The evaporator temperature controller is crucial for preventing evaporator icing. It functions as a two-point controller, activating the refrigerant circuit when the evaporator temperature is above 3°C and deactivating it when it drops to 0°C (or lower in controlled compressor systems). This hysteresis of 1°K ensures stable operation and avoids rapid on-off cycling.

Coolant temperature also plays a role in A/C operation. The Instrument Cluster Electronics (IKE) monitors coolant temperature, and this information is relayed to the IHKA (Integrated Heating and Air Conditioning) control module. If coolant temperature exceeds 117°C, the electromagnetic clutch enters the 20-second timed cycle.
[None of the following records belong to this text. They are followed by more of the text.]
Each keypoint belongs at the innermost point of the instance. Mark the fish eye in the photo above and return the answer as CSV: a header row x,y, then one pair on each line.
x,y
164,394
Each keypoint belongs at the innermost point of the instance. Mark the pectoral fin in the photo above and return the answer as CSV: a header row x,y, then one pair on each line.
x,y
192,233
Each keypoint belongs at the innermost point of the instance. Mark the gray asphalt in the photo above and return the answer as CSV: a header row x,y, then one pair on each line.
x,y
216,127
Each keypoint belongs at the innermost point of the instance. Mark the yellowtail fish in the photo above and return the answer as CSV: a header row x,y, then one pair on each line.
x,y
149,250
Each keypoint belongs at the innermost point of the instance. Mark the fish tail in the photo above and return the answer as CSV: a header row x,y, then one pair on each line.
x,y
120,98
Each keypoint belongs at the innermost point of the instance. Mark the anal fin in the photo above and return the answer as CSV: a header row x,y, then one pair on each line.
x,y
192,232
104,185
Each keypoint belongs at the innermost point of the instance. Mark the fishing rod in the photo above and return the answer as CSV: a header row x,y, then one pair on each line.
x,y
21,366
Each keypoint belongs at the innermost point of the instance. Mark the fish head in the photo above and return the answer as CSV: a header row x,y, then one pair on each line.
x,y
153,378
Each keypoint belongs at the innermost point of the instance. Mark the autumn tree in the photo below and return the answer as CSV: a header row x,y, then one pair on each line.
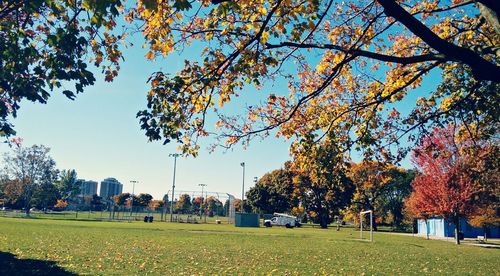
x,y
486,165
33,172
272,192
321,181
446,185
48,45
349,66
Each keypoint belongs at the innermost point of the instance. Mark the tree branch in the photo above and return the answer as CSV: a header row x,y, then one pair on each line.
x,y
363,53
481,68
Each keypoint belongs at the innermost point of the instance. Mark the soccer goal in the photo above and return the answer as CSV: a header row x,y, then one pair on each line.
x,y
361,214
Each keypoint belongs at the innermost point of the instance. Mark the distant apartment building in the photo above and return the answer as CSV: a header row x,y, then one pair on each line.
x,y
87,187
110,187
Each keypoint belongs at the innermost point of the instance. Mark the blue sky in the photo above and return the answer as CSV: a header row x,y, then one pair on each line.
x,y
99,136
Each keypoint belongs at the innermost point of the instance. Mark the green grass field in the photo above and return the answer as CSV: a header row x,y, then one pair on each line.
x,y
94,247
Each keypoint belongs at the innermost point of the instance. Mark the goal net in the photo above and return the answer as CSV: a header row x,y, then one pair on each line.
x,y
361,214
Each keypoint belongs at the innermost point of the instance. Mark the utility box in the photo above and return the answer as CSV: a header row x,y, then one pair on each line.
x,y
247,220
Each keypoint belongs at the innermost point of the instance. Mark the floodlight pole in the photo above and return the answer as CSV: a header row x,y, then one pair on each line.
x,y
243,186
175,155
371,223
132,196
202,200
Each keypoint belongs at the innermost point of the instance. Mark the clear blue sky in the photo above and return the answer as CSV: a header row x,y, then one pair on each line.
x,y
99,136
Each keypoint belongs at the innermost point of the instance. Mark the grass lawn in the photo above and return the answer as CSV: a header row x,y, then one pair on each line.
x,y
94,247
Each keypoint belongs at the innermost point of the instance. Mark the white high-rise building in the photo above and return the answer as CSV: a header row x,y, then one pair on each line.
x,y
87,187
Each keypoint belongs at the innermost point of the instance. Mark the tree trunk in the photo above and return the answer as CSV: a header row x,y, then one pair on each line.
x,y
456,221
323,222
426,229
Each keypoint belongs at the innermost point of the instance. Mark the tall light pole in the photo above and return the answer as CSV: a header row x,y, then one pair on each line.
x,y
132,196
175,155
202,199
243,186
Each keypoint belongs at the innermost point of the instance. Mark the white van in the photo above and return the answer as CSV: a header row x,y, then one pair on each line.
x,y
282,220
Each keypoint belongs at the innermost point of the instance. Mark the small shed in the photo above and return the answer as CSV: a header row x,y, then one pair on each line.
x,y
440,227
247,220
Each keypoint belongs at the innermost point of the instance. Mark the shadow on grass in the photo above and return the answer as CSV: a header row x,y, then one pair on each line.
x,y
10,265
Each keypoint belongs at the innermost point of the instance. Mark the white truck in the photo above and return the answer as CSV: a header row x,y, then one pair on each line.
x,y
282,220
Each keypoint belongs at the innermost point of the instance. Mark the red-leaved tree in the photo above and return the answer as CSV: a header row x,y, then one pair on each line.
x,y
445,185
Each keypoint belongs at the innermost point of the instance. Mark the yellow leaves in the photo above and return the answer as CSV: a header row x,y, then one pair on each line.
x,y
262,10
264,37
150,55
446,104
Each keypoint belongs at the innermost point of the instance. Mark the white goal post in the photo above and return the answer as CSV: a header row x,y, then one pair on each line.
x,y
361,223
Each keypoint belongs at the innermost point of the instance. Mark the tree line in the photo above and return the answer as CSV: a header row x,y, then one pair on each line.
x,y
454,177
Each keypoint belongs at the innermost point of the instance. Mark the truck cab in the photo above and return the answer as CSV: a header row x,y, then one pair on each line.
x,y
282,220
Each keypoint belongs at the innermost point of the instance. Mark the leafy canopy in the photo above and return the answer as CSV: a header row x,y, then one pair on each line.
x,y
48,44
349,65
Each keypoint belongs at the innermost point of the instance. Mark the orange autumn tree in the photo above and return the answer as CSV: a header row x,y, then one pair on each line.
x,y
446,185
347,66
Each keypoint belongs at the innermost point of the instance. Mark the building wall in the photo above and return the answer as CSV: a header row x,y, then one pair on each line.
x,y
439,227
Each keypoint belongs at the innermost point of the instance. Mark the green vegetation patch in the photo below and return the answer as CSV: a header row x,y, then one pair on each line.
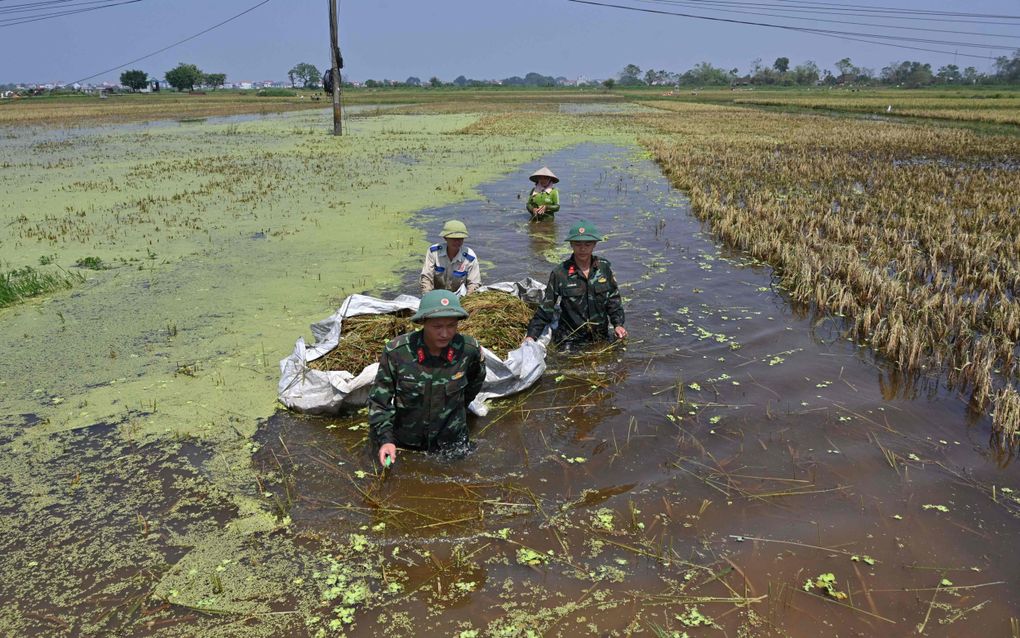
x,y
20,284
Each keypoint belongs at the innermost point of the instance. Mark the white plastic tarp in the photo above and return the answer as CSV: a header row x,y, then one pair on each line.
x,y
319,392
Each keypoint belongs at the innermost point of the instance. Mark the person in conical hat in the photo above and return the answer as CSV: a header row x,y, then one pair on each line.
x,y
425,381
450,264
544,199
585,290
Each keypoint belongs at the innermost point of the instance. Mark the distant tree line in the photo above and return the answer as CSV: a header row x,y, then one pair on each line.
x,y
781,72
907,74
183,77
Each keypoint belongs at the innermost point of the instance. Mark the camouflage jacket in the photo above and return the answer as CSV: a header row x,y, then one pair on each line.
x,y
588,305
419,400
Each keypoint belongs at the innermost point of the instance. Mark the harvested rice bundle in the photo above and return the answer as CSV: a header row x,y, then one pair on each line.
x,y
362,340
498,321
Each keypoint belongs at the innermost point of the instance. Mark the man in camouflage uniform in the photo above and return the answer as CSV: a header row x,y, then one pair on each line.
x,y
588,295
425,381
451,264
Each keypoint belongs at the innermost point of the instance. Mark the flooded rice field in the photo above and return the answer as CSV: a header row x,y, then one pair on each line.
x,y
735,468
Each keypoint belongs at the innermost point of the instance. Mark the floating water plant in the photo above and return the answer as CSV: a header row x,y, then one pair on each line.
x,y
26,283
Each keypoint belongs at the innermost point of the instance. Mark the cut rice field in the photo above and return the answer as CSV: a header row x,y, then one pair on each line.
x,y
781,446
907,233
976,105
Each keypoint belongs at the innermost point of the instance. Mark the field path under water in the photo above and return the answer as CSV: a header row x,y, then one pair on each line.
x,y
717,467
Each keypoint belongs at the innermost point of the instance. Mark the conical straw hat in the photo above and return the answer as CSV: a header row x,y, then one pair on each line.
x,y
544,173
If it surpasses 120°C, the compressor is fully switched off until the temperature drops below 117°C again, at which point normal operation resumes.
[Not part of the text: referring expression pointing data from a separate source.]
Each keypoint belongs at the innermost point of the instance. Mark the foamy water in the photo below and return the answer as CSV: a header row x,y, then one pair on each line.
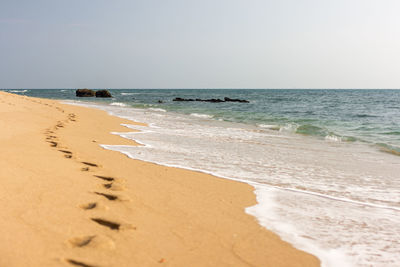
x,y
339,201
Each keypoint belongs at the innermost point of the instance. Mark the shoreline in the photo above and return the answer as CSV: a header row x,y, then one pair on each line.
x,y
160,215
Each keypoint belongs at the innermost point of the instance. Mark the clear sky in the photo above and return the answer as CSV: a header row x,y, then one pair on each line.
x,y
200,44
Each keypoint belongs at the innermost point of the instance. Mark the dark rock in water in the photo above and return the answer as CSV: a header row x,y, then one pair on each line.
x,y
103,93
182,99
85,93
212,100
227,99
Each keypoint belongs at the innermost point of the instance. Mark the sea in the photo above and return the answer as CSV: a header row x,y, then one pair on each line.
x,y
325,164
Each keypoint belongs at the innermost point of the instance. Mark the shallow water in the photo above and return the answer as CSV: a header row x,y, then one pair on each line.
x,y
322,181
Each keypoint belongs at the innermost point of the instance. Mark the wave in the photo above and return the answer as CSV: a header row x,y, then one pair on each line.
x,y
129,93
389,149
203,116
365,116
333,138
157,109
118,104
18,91
269,126
392,133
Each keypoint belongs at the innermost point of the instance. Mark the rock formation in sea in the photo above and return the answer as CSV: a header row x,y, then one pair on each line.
x,y
85,93
103,93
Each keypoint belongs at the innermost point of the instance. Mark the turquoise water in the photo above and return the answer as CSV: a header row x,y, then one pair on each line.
x,y
314,157
371,116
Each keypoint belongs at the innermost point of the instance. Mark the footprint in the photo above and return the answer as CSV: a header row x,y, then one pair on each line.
x,y
105,178
79,263
109,224
88,206
53,144
81,241
114,186
65,151
94,241
108,196
90,164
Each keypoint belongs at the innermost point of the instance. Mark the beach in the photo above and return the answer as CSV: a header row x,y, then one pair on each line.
x,y
68,201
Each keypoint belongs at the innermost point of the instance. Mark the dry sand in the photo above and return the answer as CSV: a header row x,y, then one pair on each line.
x,y
68,202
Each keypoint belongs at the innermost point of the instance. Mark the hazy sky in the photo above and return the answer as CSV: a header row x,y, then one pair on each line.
x,y
200,44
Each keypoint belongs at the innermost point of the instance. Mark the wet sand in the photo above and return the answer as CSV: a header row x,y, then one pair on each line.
x,y
68,202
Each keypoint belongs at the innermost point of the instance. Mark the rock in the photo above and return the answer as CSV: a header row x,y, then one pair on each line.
x,y
227,99
85,93
212,100
182,99
103,93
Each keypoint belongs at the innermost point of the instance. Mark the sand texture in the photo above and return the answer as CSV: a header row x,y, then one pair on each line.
x,y
68,202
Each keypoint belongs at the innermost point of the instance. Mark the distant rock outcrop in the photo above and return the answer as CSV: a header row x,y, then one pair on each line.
x,y
85,93
212,100
103,93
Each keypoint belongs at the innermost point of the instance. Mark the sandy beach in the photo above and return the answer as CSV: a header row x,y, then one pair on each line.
x,y
66,201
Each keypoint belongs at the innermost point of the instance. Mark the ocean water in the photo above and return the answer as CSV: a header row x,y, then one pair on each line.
x,y
325,164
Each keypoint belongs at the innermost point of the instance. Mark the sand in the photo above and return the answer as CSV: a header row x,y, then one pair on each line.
x,y
68,202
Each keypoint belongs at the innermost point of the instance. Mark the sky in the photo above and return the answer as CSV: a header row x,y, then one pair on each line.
x,y
199,44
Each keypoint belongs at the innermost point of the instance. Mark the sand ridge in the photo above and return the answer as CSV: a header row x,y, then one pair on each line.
x,y
73,203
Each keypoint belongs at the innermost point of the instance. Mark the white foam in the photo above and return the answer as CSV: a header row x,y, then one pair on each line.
x,y
130,93
203,116
333,138
157,109
118,104
338,201
18,91
269,126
During periods of full throttle acceleration, the system implements a full load cutout. To maximize engine performance during acceleration, the electromagnetic clutch is deactivated for a short duration (4-10 seconds, engine dependent). This reduces the load on the engine, allowing for quicker rev-up.

To maintain smooth idling despite the compressor load, the BMW system incorporates an idle increase function, also known as anti-stall. When the A/C is switched on, the air conditioning control unit signals the DME (Digital Motor Electronics) to increase the idle speed. This compensates for the additional load imposed by the compressor, ensuring stable idle even with the A/C running. This idle increase can be further activated under specific conditions like rear window defogger use, high blower settings, or low voltage detection.

Compressor activation is a multi-step process. Pressing the A/C button initiates idle increase, and the control unit signals the DME its intention to engage the compressor. The DME, in turn, manages engine parameters to accommodate the compressor load and sends a feedback signal (DME_KOREL) to the control unit to activate the compressor. Even after switching off the A/C, the compressor may cycle on and off for up to 15 minutes to gradually dehumidify the evaporator and prevent excessive water discharge.

Finally, the air conditioning system also manages the auxiliary fan. Stage 1 of the auxiliary fan is activated when the compressor clutch is engaged and the outside temperature is above 10°C. It deactivates when the compressor clutch disengages or the outside temperature drops below 8°C. For safety, a thermostat switch also triggers stage 1 at 91°C coolant temperature, independent of the A/C control unit. Stage 2 of the auxiliary fan is activated by high coolant temperature (above 99°C) or high pressure in the refrigerant system, ensuring adequate cooling under extreme conditions.

When you’re facing a situation where your ’99 BMW 528i 2.8 A/C seems problematic, and you suspect OBD2 communication issues are hindering diagnosis, understanding these detailed operational aspects is paramount. While the OBD2 system should ideally communicate diagnostic codes related to the A/C system, communication problems can mask the true issue. Therefore, a systematic approach, starting with verifying basic electrical connections, checking fuses, and then methodically testing the switching conditions and sensor inputs as described above, becomes essential. Even if your OBD2 scanner isn’t providing clear answers, a solid grasp of the system’s logic, combined with careful component checks, will guide you towards effectively resolving your BMW’s A/C concerns.